Theoretically Impossible
The saddest thing about the non-violence approach is that it is impossible even theoretically.
Everything in life is on someone else’s expense. No matter what and how little we consume, there is no way to avoid violence.
Even the most caring and compassionate, non-speciesist humans on this planet are bound to participate in a violent system, systematically hurting sentient beings they wholeheartedly believe they mustn’t.
There is no non-violent approach in this world. Not practically and not theoretically.
A vegan diet is not cruelty free, and it is not because of a specific way a specific product is being produced. It is all the ways that all of the products are produced which is harmful. The list of harms in the plant based diet is endless. Violence is inevitable.
For a more complete picture please read our article Vegan Suffering or read our next post about veganism as a none non-violent approach.
“Never doubt the ability of a small group…”
We doubt that if animals could, they would choose a non-violent approach. We doubt that the relative consensus around the non-violent approach would hold if it was activists who were industrially exploited, born in cages, tortured throughout their entire lives until being murdered.
This issue reveals how the AR movement, the only group representing the animals, is soaked in anthropocentric perspectives, talking and thinking in human’s terms. What else can explain the constant use of nonviolence as a relevant term while the most violent one-sided assault in the history of this planet is raging?
All the activists are aware of the fact that much more violence is inflicted in factory farms than the violence that would be required to overthrow the human tyrants. So why asking more than 150 billion victims per year to hold on until about 7 billion humans are convinced?
And how letting more than 150 billion victims per year wait, is less violent than looking for ways to eradicate 7 billion?
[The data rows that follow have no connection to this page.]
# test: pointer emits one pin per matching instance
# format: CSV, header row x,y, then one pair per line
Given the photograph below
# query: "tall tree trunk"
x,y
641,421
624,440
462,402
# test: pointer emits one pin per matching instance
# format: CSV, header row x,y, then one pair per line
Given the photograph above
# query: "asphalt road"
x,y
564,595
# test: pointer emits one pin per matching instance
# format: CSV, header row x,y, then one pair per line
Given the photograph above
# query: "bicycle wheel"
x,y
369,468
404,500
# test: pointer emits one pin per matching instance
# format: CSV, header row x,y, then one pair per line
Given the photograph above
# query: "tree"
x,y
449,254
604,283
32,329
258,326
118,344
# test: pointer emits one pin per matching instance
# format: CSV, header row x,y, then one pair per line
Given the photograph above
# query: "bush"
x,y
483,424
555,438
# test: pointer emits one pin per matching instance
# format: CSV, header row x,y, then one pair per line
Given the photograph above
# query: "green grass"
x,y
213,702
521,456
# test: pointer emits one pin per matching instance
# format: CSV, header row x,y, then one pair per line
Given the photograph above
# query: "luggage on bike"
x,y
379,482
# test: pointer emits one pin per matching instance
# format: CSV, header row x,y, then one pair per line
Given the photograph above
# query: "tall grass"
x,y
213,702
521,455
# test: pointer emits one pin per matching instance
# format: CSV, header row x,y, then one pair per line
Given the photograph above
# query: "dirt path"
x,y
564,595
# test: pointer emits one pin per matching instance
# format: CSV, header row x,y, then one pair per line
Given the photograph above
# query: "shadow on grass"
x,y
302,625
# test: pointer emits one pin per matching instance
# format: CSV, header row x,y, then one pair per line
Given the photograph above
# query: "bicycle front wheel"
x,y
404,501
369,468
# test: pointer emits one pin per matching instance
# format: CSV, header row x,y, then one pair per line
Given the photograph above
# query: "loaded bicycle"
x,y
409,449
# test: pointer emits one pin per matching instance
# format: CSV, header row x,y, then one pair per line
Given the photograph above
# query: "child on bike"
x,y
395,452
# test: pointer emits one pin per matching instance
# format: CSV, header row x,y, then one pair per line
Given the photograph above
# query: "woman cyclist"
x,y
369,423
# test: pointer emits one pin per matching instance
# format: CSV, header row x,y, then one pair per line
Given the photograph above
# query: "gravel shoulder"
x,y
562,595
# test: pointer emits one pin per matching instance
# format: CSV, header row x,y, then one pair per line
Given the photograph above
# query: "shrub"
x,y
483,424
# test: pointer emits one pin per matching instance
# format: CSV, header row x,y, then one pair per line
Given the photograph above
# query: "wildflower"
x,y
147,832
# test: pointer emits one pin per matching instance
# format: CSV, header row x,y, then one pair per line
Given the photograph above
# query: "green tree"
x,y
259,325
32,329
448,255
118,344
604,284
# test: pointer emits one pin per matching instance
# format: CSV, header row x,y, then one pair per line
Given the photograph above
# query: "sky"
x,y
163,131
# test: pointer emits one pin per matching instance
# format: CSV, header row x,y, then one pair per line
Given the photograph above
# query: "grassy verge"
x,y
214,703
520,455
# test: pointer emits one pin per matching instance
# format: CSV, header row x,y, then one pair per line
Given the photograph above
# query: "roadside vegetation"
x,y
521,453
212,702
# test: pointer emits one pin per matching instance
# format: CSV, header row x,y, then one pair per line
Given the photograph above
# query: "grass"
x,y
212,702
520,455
Even among the best humans, who are a small minority with the best intentions and willingness to challenge society, human privileges remain invisible (and as you know, the most dangerous and frustrating thing about invisible privileges is their denial). We are not naïve, we don’t expect that by pointing out the privileges they would be acknowledged. We don’t hold our breath for the majority of the AR movement to acknowledge the inherent anthropocentrism, speciesism and violence of advocacy.
We do turn to you, and to other very few dedicated activists out there to acknowledge it and adopt the only approach that can end all violence.
I find it amazing how many efforts are required to point something so simple. It’s right in front everyone’s eyes but they choose not to see.
Such an unbelievable hypocrisy of all those who say that for them animal and humans lives are equal.
Saying leafleting against the animal holocaust is non violence is like saying war is peace, freedom is slavery and ignorance is strength.